Mark Webb: And Dana, I’ll quickly hit the second part of your question. The great thing for us is that when the disruptions started happening back in the COVID timeframe, we created a taskforce inside the company that really came together and managed that uncertainty quite well. And we’ve kept that process going, even as things started to calm down post-COVID and through the last year or so. The team is led by an incredible senior manager within the group and a great cross-functional team who reacts very quickly and meets weekly. And so, when the Red Sea issues started popping up, they were poised and ready to react. It doesn’t mean it doesn’t have an impact, which is why we called it out, but internally, we were more prepared than ever just given the effort that we put against it.
The delays that we’re seeing have calmed down to some extent. The initial – it’s always an initial uncertainty that creates longer delays. The delays have settled down.

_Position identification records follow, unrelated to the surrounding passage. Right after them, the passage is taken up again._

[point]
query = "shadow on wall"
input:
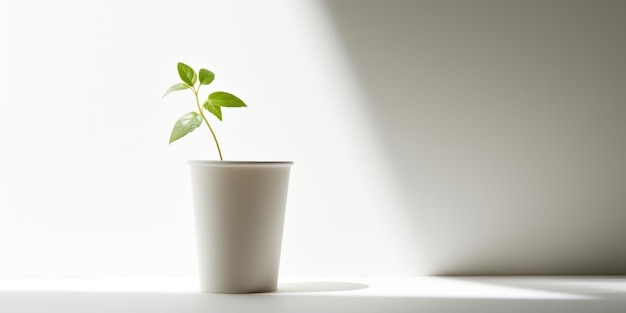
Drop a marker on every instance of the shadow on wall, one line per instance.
(504, 123)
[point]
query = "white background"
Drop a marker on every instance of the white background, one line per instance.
(427, 136)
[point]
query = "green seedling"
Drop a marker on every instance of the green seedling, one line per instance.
(213, 104)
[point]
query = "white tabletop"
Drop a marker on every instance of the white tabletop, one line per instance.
(320, 295)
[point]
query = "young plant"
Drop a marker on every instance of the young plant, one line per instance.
(213, 104)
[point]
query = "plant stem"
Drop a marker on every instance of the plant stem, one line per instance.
(219, 151)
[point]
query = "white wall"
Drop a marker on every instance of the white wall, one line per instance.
(418, 129)
(89, 185)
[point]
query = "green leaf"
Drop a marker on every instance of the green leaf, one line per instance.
(185, 124)
(214, 109)
(206, 76)
(187, 74)
(176, 87)
(225, 99)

The teams are working on every opportunity to offset them. Those include if we need to air freighting goods from the ports of origin to landed in the US, that’s a team of merchants and merch planners who pore over those decisions and make them based on the relative importance of the late style to the floor set or the marketing or some combination. And then the other options are to work with our great vendor base, which we’ve talked at length about the great relationships we have and see where we can move shipment dates early to compensate for any delays. And then the last sort of element is if we do get a delayed shipment here, we will make the decision whether to expedite via air freight to our West Coast stores as needed.
The Q2 timeframe and why we called it out is that’s our important quarter, with Mother’s Day, and those assortments are more likely warranting of the expedited air freight option than others. And we land those products in Q1, but we sell them through Q2, which is why we called out that that is the quarter that would feel the impact most. We are assuming that the issues sort of stabilize and don’t worsen through the rest of the year. So, that’s an assumption that we’ve made. And the cotton costs, that really started to come in late last year. We mentioned it in some of our earnings calls. We expect that to help defray the cost and uncertainty from the Red Sea through that second quarter timeframe. And really, with respect to the guidance that we provided for the year, the assumptions are, we’ll always, and the merchant teams and planning teams do always look at strategic opportunities for price opportunities raising or decreasing based on market, our product, et cetera, that continues.
But really, for the most part, the guide that we provided implies that pricing is pretty stable, and that units would be the driver of the sales range that we provided on the back of the initiatives that we’re investing in, the marketing efforts that we’re taking, and the benefits that will accrue from the technology as we’ve implemented it.
Dana Telsey: Got it. Thank you. And one question on the store openings. Are you closing stores and malls and opening an open air, anything in terms of regions, locations in terms of what you’re doing? And is the store size at all changing, cost to open versus what had been done in the past, given you hadn’t been a new store opener in a long time till now?
Claire Spofford: Yes, I’ll take the first part and then hand it over to Mark. We prefer lifestyle centers. It’s what our customer prefers, but they’re obviously malls that are very important. And to the extent that we have exited locations that are high potential, we’ll look at malls as well as lifestyle centers, but certainly have a bias there. And as Mark said, the store openings will be weighted toward the back half of the year, and the store closures will be weighted toward the front half of the year. So, and then on the cost, Mark, I don’t know if you want to address it.